The Beijing Municipal Higher People’s Court of Final Appeal ruled against Apple in a recent lawsuit.
Apple was battling Beijing-based Xintong Tiandi, which sells leather goods like smartphone cases and handbags under the name “IPHONE.” The Court ruled in Xintong Tiandi Technology’s favour.
In 2002, Apple applied for the “iPhone” trade mark in China (which was not granted until 2013). Five years earlier, in 2007 (the same year the iPhone launched), Xintong Tiandi filed for its own “IPHONE” trade mark. Xintong Tiandi was granted the trademark in the area of “Leather goods” in 2010
Apple first sued in 2012, but the Chinese courts ruled against the company, claiming that since the iPhone wasn’t actually sold in mainland China until 2009, it couldn’t prove that “iPhone” was a well-known trade name.

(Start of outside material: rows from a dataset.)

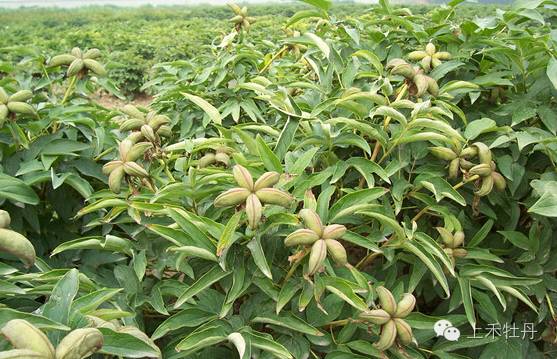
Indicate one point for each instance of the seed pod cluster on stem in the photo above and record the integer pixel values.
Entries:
(322, 239)
(391, 318)
(253, 195)
(15, 104)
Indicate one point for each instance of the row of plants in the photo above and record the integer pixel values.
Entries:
(332, 193)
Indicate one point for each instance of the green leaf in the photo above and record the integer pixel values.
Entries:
(289, 321)
(209, 109)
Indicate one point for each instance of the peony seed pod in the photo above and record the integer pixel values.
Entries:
(454, 168)
(375, 316)
(311, 220)
(274, 196)
(17, 245)
(481, 170)
(333, 231)
(80, 343)
(458, 238)
(387, 336)
(499, 181)
(430, 49)
(23, 335)
(405, 305)
(317, 255)
(243, 177)
(386, 300)
(301, 236)
(5, 219)
(443, 153)
(404, 331)
(115, 179)
(267, 179)
(232, 197)
(253, 210)
(206, 160)
(337, 251)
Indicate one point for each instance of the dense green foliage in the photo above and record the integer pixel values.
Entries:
(312, 186)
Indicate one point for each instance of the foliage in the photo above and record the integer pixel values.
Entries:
(322, 193)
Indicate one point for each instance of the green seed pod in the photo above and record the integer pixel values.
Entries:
(274, 196)
(499, 181)
(132, 111)
(443, 153)
(80, 343)
(206, 160)
(21, 354)
(23, 335)
(92, 54)
(386, 300)
(222, 158)
(432, 86)
(336, 251)
(375, 316)
(405, 306)
(458, 239)
(76, 66)
(387, 336)
(469, 152)
(253, 210)
(76, 51)
(21, 96)
(486, 187)
(135, 170)
(59, 60)
(404, 331)
(417, 55)
(483, 152)
(137, 150)
(22, 108)
(430, 49)
(317, 255)
(454, 168)
(267, 179)
(5, 219)
(17, 245)
(232, 197)
(312, 220)
(482, 170)
(301, 236)
(333, 231)
(115, 179)
(460, 252)
(243, 177)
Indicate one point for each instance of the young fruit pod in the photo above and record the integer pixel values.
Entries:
(375, 316)
(333, 231)
(232, 197)
(243, 177)
(80, 343)
(23, 335)
(443, 153)
(386, 300)
(5, 219)
(336, 251)
(404, 331)
(267, 179)
(302, 236)
(274, 196)
(17, 245)
(311, 220)
(317, 255)
(499, 181)
(387, 336)
(254, 210)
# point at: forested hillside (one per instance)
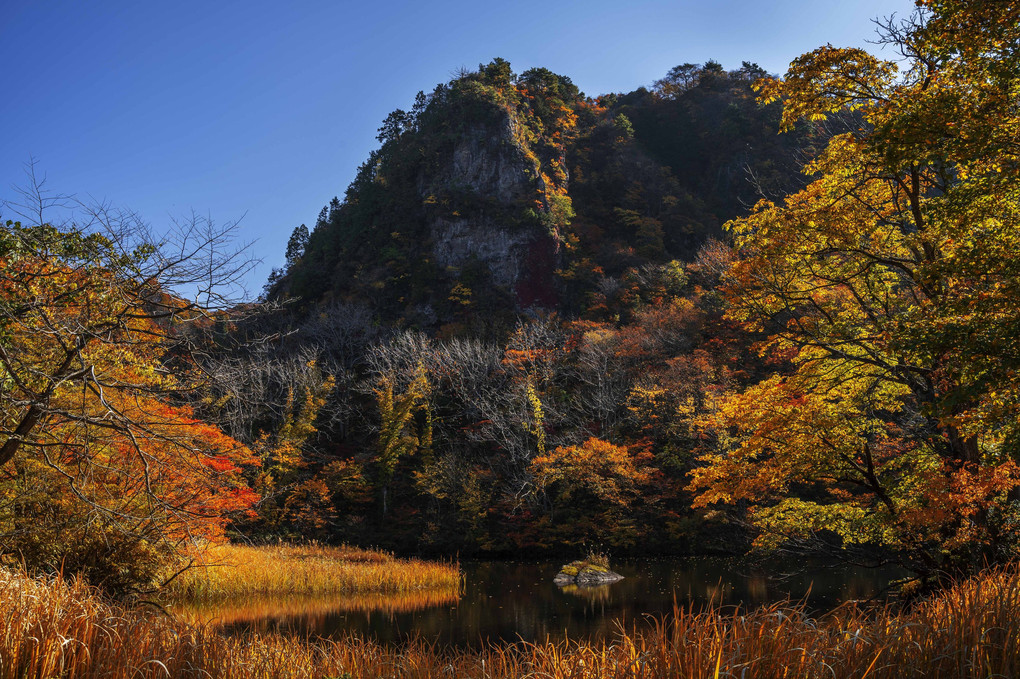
(506, 332)
(728, 310)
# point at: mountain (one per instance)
(501, 193)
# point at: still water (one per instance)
(513, 601)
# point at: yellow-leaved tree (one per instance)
(891, 284)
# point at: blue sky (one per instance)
(262, 111)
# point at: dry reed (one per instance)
(51, 629)
(252, 610)
(227, 571)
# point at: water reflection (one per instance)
(508, 602)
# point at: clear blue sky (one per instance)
(264, 110)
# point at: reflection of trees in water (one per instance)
(310, 608)
(596, 594)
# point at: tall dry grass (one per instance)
(232, 571)
(56, 629)
(253, 610)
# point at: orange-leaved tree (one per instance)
(103, 468)
(891, 283)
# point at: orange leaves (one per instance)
(828, 80)
(91, 411)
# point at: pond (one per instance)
(514, 601)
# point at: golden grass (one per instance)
(232, 571)
(57, 629)
(220, 612)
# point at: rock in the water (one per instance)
(585, 575)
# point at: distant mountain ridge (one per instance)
(499, 193)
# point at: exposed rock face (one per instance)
(491, 163)
(585, 575)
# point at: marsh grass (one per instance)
(232, 571)
(254, 610)
(63, 629)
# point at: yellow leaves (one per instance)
(829, 80)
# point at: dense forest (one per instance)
(503, 337)
(727, 311)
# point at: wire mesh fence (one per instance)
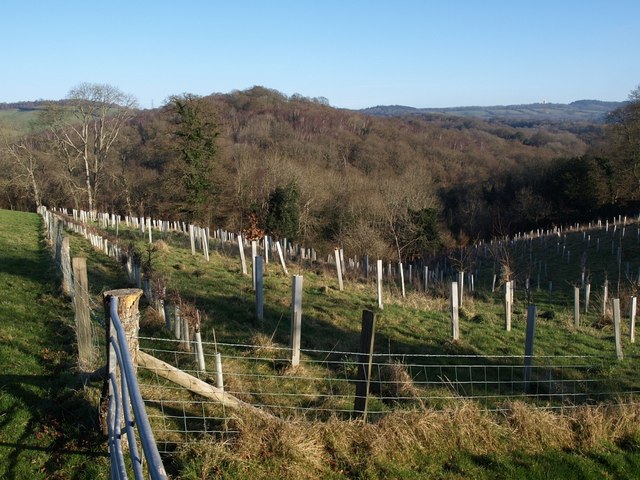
(323, 384)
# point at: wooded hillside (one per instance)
(388, 186)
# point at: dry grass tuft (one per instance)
(295, 443)
(594, 425)
(396, 382)
(161, 246)
(538, 429)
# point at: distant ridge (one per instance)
(580, 110)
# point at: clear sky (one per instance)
(421, 53)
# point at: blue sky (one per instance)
(429, 53)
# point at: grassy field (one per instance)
(457, 441)
(48, 425)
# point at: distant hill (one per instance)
(581, 110)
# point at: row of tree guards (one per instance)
(182, 328)
(416, 272)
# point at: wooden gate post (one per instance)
(82, 313)
(528, 345)
(128, 299)
(366, 361)
(130, 319)
(296, 319)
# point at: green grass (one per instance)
(418, 324)
(494, 447)
(48, 425)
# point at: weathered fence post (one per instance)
(616, 327)
(65, 266)
(177, 321)
(254, 254)
(576, 306)
(192, 239)
(379, 283)
(283, 264)
(242, 259)
(339, 268)
(632, 319)
(507, 306)
(186, 334)
(199, 351)
(426, 279)
(455, 321)
(366, 362)
(82, 313)
(219, 379)
(528, 345)
(296, 319)
(259, 285)
(129, 319)
(587, 295)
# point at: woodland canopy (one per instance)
(394, 186)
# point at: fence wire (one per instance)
(323, 384)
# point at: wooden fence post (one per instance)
(339, 269)
(65, 266)
(254, 254)
(426, 279)
(507, 306)
(242, 259)
(616, 327)
(367, 336)
(283, 264)
(82, 313)
(576, 306)
(296, 319)
(379, 283)
(198, 338)
(632, 319)
(587, 295)
(528, 345)
(128, 299)
(259, 284)
(219, 379)
(129, 319)
(455, 321)
(177, 321)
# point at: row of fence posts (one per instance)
(120, 394)
(456, 302)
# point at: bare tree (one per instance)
(22, 154)
(86, 128)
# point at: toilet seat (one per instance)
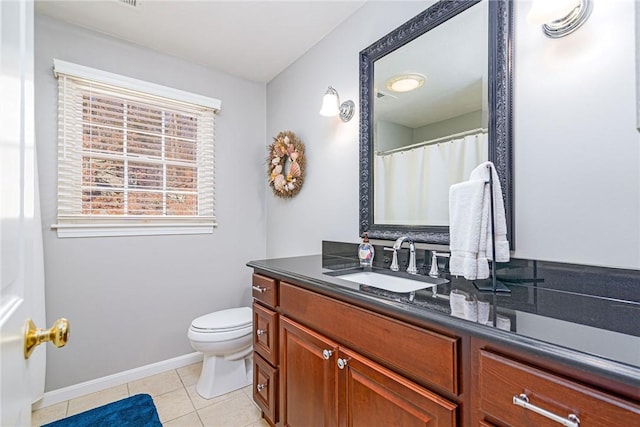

And now the appellate court agrees. Which means that Xintong Tiandi can continue to sell leather goods embossed with the “IPHONE” brand.
Apple is disappointed (as you can imagine) that the Beijing Higher People’s Court chose to allow Xintong to use the IPHONE mark for leather goods when we have prevailed in several other cases against Xintong. We intend to request a retrial with the Supreme People's Court and will continue to vigorously protect our trade mark rights.
We work hard to make the best products in the world and want to ensure our customers' experience is not compromised by companies who try to profit from using our brand.
It should be noted that Xintong is only able to use the "IPHONE" trade mark on leather goods. It cannot use the mark for electronics, including phones.